Thanks to the good light I had that day. But in return I had a good sweating session too....really hot.


----------



## the_dust (Oct 3, 2005)

well, they are really good, but try not plastering your name all over it, thats just stupid.


----------



## xaer (Oct 4, 2005)

the_dust said:
			
		

> well, they are really good, but try not plastering your name all over it, thats just stupid.
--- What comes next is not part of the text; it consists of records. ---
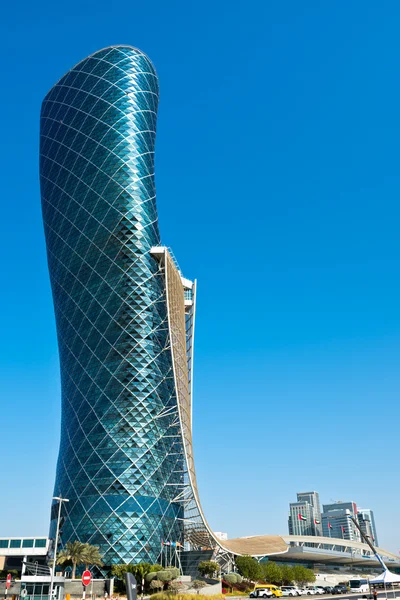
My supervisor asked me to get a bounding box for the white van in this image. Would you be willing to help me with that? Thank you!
[281,585,301,596]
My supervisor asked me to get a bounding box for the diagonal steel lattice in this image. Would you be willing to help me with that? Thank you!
[40,47,189,564]
[40,46,220,565]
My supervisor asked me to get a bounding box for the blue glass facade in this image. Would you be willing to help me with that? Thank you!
[40,46,185,565]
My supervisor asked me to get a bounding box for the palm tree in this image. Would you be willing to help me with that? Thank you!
[57,542,86,579]
[83,544,104,570]
[131,563,153,598]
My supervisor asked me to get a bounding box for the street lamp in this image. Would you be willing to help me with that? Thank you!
[49,496,69,600]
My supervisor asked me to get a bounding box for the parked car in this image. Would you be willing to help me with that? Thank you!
[332,583,348,594]
[253,583,282,598]
[281,585,301,596]
[249,588,273,598]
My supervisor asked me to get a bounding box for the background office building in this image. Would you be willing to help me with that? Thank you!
[321,502,361,541]
[288,492,322,536]
[357,508,379,546]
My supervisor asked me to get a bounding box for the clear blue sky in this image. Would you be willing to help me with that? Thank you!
[0,0,400,552]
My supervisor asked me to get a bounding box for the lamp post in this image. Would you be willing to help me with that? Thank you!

Yeah i know... thx for the advise, but on the contrary, other photographers were advising me to watermark the images...


----------



## Knopka (Oct 4, 2005)

I don't care if they're marked, they are your pictures anyhow... And they are fantastic!!!


----------



## zhang (Oct 6, 2005)

stunning! really great shot.  beautiful colours.


----------



## Force of Nature (Oct 6, 2005)

stunning seems to be the word of the say, so I am going to have to hoose some different ones! They are just dazzling with beauty and strkingly spectacular. the ones with the bees are just perfect, just perfect.


----------



## photo gal (Oct 6, 2005)

Spendid!  : )


----------



## doenoe (Oct 6, 2005)

those are just.................every word that describes stunning, but in other words. Didnt want to use stunning, since everybody is saying that


----------



## xaer (Oct 8, 2005)

Thank you friends for your encouraging comments on my "1st" posting under Nature. I hope to share more nature shots in future with you lovely people. Cheers.


----------



## toruonu (Oct 8, 2005)

Whoa, this is great, the shot nr 2 really looks like it would be glowing from inside out.


----------



## Jeff/fotog (Oct 13, 2005)

These are very compelling images.  They are how I see flowers, closeup, personal, involved in the subject itself.  They literally jump off the screen.  I'd watch a little about the intensity of colors as you go along as too much color can be distracting (now that goes against what most people are doing in digital, but some things never change).

I really like your work.

www.jefferyraymond.com


----------



## xaer (Oct 16, 2005)

Jeff/fotog said:
			
		

> These are very compelling images.  They are how I see flowers, closeup, personal, involved in the subject itself.  They literally jump off the screen.  I'd watch a little about the intensity of colors as you go along as too much color can be distracting (now that goes against what most people are doing in digital, but some things never change).
> 
> I really like your work.
> 
> www.jefferyraymond.com



Thank you for the advise Jeff. I can understand your perspective after I saw your site. As for me, I love colours (for the appropriate things I mean). I also love black and white... as a matter of fact I am working on some photos in duo colours to be posted up soon...


----------



## WildBill (Oct 16, 2005)

As I pick up my jaw off the floor I can't help but to wonder how you got the light in #2, so bright inside and dark outside?

WildBill


----------